Uit het voorgaande volgt dat het bestreden besluit zijn grondslag niet kan vinden in artikel 2.5, eerste lid, onder a, van de Huisvestingsverordening. Gelet hierop zal in bezwaar het bestreden besluit naar verwachting niet in stand kunnen blijven, zodat er aanleiding is voor het treffen van een voorlopige voorziening.
11.
De voorzieningenrechter ziet aanleiding om bij wege van voorlopige voorziening te bepalen dat verweerder tot en met zes weken na de beslissing op het bezwaar niet mag overgaan tot handhaving van het bestreden besluit en dat verweerder binnen vier weken na verzending van deze uitspraak een beslissing neemt op verzoekers bezwaar.
12.
Omdat de voorzieningenrechter het verzoek toewijst, bepaalt de voorzieningen-rechter dat verweerder aan verzoeker het door hem betaalde griffierecht vergoedt.
13.
De voorzieningenrechter veroordeelt verweerder in de door verzoeker gemaakte proceskosten.
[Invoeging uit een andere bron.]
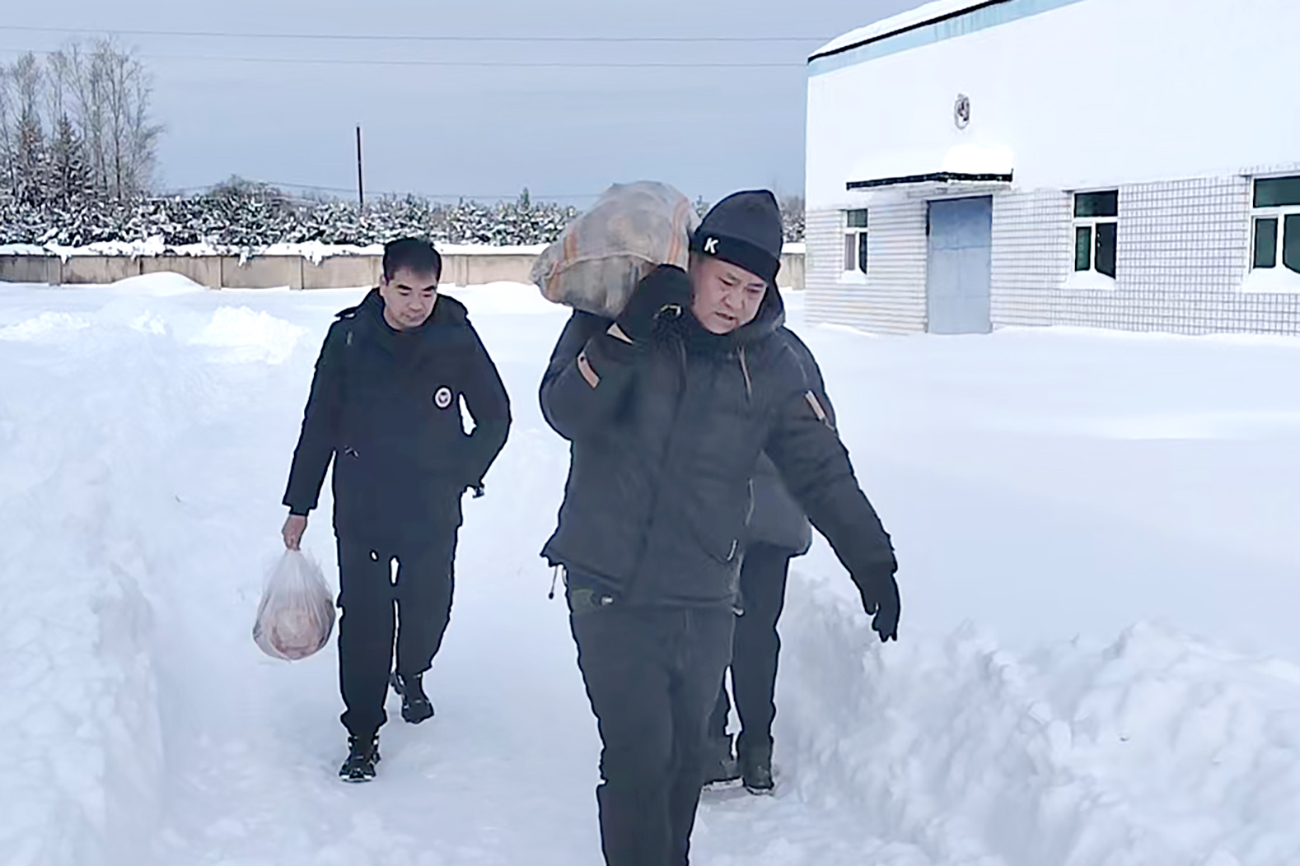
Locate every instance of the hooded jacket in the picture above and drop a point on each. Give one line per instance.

Deze kosten stelt de voorzieningenrechter op grond van het Besluit proceskosten bestuursrecht voor de door een derde beroepsmatig verleende rechtsbijstand vast op € 974, - (1 punt voor het indienen van het verzoekschrift, 1 punt voor het verschijnen ter zitting met een waarde per punt van € 487, - en wegingsfactor 1).

Beslissing

De voorzieningenrechter:
- wijst het verzoek om voorlopige voorziening toe en bepaalt dat verweerder tot en met zes weken na de beslissing op het bezwaar niet mag overgaan tot handhaving van het bestreden besluit en dat verweerder binnen vier weken na verzending van deze uitspraak een beslissing neemt op verzoekers bezwaar;
- bepaalt dat verweerder aan verzoeker het betaalde griffierecht van € 165, - vergoedt;
- veroordeelt verweerder in de proceskosten tot een bedrag van € 974, - te betalen aan verzoeker.
Deze uitspraak is gedaan door mr. H. Bedee, voorzieningenrechter, in aanwezigheid van
J. van Mazijk, griffier. De beslissing is in het openbaar uitgesproken op 12 september 2014.
griffier voorzieningenrechter
Afschrift verzonden aan partijen op:

Rechtsmiddel

Tegen deze uitspraak staat geen rechtsmiddel open.